Although the ’90s featured more successful women rockers than any other decade, the era’s sensibility remained traditionally male – loud, brash, barbaric.

pizzicato five twiggy

The resulting electronica was hailed as “the new rock” while Britpop reintroduced previously retired orthodoxies. Even house music – severed by this point from its gay and black roots – was straighter, whiter, less melodic, and more formulaic. Their international arrival occurred between the sudden deaths of Kurt Cobain and Tupac Shakur, figureheads of the grunge and gangsta rap that defined American music in the ’90s. When popular music was at its bleakest and most monochromatic, Pizzicato Five were neon-hued and eclectic. When the act called it quits in 2001, Pizzicato Five had released 14 studio albums, at least that number of compilations, about as many EPs, and every kind of single conceivable. By the time leading American indie rock label Matador Records introduced them internationally with the 1994 samplers Five by Five and Made in USA, P5 was only two, the absurdly productive songwriter/multi-instrumentalist/producer Yasuharu Konishi the sole original member. They’d started in the mid-’80s as an easy listening quintet, switched vocalists to favor smooth plastic soul, discovered samplers around the time their third (and defining) singer Maki Nomiya arrived in 1990, then morphed into a dance/pop-art/retro-futurist act that pulled from just about every musical genre and aesthetic movement since the mid-20th century. Pizzicato Five were many things, but never ordinary. Even looking back today, I still think about my initial 1995 encounter with P5 as one of the most startling, fully realized concerts I’ve ever experienced, and their records remain among my most beloved.

pizzicato five twiggy

From the Vaults: Modcast #66 Welcome to the Fatbac.These are some of the words I wrote nearly 20 years ago about Pizzicato Five’s San Francisco stop on the Tokyo-based group’s first US/European tour.Later releases did equally well and the band's homeland popularity grew to superstar status until they broke up in 2001.

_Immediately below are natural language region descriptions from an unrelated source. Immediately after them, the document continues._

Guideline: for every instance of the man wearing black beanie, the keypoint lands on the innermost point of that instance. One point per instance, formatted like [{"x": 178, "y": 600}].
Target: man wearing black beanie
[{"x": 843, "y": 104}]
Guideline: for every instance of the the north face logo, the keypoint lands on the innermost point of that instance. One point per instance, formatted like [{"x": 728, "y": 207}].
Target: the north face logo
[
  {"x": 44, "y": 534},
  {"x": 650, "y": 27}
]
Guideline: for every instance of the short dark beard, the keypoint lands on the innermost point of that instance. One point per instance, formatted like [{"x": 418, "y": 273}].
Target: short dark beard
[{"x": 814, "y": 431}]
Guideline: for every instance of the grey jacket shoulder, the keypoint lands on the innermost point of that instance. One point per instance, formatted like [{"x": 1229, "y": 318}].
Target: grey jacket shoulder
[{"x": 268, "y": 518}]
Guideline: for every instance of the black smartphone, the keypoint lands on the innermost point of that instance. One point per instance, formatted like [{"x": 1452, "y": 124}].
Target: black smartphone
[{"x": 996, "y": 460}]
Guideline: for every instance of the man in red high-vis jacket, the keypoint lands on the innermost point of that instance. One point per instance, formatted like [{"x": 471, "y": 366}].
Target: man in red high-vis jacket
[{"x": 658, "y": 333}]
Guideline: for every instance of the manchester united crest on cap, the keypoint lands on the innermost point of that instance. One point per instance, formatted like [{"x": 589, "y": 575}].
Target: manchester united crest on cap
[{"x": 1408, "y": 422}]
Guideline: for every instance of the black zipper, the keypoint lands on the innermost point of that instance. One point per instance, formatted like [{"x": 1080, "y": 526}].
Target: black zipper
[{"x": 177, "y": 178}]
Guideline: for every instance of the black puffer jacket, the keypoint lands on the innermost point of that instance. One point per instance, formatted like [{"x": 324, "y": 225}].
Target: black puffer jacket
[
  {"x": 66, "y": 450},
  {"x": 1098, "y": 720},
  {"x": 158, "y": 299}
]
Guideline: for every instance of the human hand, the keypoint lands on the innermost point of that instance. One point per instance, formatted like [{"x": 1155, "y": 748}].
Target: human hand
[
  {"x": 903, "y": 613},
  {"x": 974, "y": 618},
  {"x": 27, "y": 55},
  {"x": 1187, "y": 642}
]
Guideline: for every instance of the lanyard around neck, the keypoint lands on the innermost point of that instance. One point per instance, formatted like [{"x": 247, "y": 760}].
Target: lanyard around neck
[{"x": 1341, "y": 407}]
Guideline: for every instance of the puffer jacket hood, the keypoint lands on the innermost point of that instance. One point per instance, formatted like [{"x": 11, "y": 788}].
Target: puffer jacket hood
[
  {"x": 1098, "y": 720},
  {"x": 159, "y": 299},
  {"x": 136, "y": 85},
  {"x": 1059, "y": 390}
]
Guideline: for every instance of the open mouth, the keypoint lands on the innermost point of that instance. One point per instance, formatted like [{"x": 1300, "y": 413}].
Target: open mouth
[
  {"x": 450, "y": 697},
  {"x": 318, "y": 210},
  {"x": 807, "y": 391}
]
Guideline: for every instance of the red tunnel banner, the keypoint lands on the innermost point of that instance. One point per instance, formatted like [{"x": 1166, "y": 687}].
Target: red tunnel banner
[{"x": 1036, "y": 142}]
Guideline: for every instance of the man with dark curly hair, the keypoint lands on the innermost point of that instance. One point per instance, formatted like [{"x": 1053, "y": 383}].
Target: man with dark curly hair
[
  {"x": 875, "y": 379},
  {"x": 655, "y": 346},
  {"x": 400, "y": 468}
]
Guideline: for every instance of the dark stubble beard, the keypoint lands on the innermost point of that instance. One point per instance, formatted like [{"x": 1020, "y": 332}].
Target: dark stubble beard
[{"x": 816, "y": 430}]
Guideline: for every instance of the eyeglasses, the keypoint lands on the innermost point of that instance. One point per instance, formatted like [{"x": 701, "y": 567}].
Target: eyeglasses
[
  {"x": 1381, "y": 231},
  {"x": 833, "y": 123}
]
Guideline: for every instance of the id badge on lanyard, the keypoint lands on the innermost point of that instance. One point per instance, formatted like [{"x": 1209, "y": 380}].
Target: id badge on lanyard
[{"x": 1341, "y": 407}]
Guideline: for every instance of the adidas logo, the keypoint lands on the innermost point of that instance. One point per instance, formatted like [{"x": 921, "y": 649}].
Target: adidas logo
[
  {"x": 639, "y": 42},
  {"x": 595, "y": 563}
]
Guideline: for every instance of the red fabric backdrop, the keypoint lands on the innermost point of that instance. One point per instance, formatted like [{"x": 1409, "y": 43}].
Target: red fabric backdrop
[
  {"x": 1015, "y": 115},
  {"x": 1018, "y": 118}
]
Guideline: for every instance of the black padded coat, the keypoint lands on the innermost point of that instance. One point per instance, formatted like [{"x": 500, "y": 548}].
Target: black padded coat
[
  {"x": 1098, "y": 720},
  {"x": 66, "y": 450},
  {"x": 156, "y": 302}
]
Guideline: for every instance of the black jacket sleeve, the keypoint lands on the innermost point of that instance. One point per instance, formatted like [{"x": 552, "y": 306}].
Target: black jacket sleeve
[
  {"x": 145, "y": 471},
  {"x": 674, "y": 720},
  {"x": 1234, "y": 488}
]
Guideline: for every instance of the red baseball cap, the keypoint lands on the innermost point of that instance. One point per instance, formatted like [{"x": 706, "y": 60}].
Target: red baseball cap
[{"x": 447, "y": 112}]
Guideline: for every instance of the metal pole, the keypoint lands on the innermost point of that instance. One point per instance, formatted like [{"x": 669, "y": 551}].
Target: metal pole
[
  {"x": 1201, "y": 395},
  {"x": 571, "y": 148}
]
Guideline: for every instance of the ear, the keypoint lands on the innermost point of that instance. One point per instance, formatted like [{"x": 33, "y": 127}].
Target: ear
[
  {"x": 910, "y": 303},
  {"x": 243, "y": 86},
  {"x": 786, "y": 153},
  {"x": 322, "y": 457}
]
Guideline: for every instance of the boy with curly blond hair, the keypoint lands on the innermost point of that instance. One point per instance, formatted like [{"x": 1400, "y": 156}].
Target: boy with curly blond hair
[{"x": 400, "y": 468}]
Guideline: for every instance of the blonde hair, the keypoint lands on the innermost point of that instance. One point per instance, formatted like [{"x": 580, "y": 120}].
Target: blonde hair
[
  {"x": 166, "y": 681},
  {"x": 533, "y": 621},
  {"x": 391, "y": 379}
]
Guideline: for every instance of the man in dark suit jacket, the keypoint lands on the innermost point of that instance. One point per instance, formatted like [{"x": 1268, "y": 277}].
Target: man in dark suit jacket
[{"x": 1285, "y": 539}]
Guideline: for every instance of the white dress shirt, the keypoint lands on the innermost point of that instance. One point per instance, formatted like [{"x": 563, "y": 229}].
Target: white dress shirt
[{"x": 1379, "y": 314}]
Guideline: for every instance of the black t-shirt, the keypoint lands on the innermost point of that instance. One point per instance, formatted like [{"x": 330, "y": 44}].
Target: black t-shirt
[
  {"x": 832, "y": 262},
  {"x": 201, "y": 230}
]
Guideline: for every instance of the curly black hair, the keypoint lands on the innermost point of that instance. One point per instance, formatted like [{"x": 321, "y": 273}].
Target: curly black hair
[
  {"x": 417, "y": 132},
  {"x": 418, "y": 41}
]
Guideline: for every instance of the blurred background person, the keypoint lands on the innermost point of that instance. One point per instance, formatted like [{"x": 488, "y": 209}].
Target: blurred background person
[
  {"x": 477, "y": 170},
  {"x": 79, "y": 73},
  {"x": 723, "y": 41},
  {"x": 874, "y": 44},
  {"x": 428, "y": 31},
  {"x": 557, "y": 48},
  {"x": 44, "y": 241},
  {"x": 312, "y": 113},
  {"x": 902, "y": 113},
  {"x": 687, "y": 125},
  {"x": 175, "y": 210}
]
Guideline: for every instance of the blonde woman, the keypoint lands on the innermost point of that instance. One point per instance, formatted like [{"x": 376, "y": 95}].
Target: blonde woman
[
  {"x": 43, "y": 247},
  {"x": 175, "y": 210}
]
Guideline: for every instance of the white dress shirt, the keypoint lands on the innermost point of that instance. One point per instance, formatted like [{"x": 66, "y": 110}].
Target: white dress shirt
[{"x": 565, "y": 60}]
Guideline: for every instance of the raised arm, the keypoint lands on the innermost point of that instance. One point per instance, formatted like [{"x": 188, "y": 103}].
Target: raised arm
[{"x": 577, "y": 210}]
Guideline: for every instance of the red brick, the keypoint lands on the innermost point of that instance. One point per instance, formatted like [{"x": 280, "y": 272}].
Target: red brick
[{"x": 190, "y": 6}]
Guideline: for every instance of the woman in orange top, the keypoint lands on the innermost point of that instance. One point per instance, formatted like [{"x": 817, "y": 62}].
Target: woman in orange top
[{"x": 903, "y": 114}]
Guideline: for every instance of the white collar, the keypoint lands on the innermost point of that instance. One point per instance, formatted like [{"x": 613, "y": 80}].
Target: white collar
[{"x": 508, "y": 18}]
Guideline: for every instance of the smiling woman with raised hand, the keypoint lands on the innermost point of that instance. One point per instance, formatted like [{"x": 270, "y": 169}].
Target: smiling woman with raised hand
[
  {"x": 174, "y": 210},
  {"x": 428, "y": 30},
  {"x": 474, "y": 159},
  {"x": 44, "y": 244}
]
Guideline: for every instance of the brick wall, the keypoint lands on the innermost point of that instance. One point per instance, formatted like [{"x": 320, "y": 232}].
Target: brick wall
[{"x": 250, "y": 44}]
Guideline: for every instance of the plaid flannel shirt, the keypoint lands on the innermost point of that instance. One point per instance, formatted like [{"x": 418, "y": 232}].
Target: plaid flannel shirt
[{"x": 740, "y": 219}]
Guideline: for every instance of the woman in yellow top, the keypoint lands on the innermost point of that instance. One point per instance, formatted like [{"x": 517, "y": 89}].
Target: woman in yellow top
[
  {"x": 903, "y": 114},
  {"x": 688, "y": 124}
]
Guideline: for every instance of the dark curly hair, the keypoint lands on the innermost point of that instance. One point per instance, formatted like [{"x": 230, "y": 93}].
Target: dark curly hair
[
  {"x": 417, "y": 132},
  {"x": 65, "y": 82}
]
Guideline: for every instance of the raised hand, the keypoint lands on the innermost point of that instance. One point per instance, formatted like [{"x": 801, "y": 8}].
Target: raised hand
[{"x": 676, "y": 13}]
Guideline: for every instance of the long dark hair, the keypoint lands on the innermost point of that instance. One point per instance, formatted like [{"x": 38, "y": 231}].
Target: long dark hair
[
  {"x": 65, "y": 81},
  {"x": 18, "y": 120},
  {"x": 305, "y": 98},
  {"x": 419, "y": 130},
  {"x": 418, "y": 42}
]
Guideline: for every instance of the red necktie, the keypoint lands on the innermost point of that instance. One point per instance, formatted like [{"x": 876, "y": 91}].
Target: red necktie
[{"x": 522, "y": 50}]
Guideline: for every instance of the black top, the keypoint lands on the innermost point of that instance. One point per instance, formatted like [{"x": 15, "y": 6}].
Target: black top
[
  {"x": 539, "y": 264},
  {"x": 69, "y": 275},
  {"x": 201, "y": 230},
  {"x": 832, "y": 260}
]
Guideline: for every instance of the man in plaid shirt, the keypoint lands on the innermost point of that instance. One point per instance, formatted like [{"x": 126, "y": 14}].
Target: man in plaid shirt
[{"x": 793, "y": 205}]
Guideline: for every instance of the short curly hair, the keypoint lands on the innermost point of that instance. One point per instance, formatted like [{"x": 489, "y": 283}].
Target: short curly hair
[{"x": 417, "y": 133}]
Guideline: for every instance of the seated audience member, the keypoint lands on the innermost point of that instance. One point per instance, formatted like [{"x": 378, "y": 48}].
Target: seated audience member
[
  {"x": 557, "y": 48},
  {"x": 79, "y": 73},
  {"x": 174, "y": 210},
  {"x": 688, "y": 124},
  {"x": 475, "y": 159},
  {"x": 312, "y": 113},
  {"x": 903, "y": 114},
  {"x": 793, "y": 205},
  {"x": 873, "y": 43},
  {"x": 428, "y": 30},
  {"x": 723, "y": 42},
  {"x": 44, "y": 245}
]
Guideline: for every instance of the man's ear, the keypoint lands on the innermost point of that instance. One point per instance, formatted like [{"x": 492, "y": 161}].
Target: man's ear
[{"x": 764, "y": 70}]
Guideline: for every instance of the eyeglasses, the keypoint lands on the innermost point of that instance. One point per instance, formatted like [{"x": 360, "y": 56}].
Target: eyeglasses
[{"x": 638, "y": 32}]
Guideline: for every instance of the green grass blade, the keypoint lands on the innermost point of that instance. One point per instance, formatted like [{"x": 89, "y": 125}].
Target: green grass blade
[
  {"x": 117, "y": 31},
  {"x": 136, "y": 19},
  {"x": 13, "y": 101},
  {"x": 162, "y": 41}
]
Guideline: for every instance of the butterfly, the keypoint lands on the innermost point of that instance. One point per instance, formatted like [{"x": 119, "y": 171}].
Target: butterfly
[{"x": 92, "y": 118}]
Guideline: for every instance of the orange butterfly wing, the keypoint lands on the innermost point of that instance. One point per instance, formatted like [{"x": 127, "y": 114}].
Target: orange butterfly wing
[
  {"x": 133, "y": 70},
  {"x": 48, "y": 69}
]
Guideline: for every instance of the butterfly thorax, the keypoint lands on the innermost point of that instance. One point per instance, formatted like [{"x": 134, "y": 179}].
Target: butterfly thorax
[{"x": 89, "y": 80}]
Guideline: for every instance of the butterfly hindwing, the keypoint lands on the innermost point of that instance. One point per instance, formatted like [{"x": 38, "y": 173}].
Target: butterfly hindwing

PIZZICATO FIVE TWIGGY FULL

In 1995 Matador Records collected their early singles into a full lengthy USA release "Made in USA" which quickly sold a quarter million copies world wide. The hip, motown tribute "Sweet Soul Revue," the trippy, funky, sampled "Baby Love Child," the swingin' Carnabyesque "GoGo Dancer," and "Twiggy Twiggy," the soft trip-hoppy "I Wanna Be Like You," the Brasil 66 like "Room Service," and I could go on and on. After that cool songs in both Japanese and English just seemed to pour out of the group. The duo gave the band a heart and soul that it had been lacking, and Pizzicato 5 set about launching the Japanese lounge scene, Shibuya-kei, which was heavily influenced by soul, latin jazz, bossa nova, and synthpop. The band actually started out in the mid-80s and went through a load of members and lead singers before hitting the jackpot in 1991 with the lead vocals of Maki Nomiya and the suave keyboard stylings of Ryō Kamomiya. With a super suave, sixties hipster style, and, a sound like Sergio Mendes drinkin' martinis on a midnight jet ride with Corrin Drewery, Pizzicato 5 took the international scene by storm in the mid-90s.īut it hadn't always been such a magic carpet ride.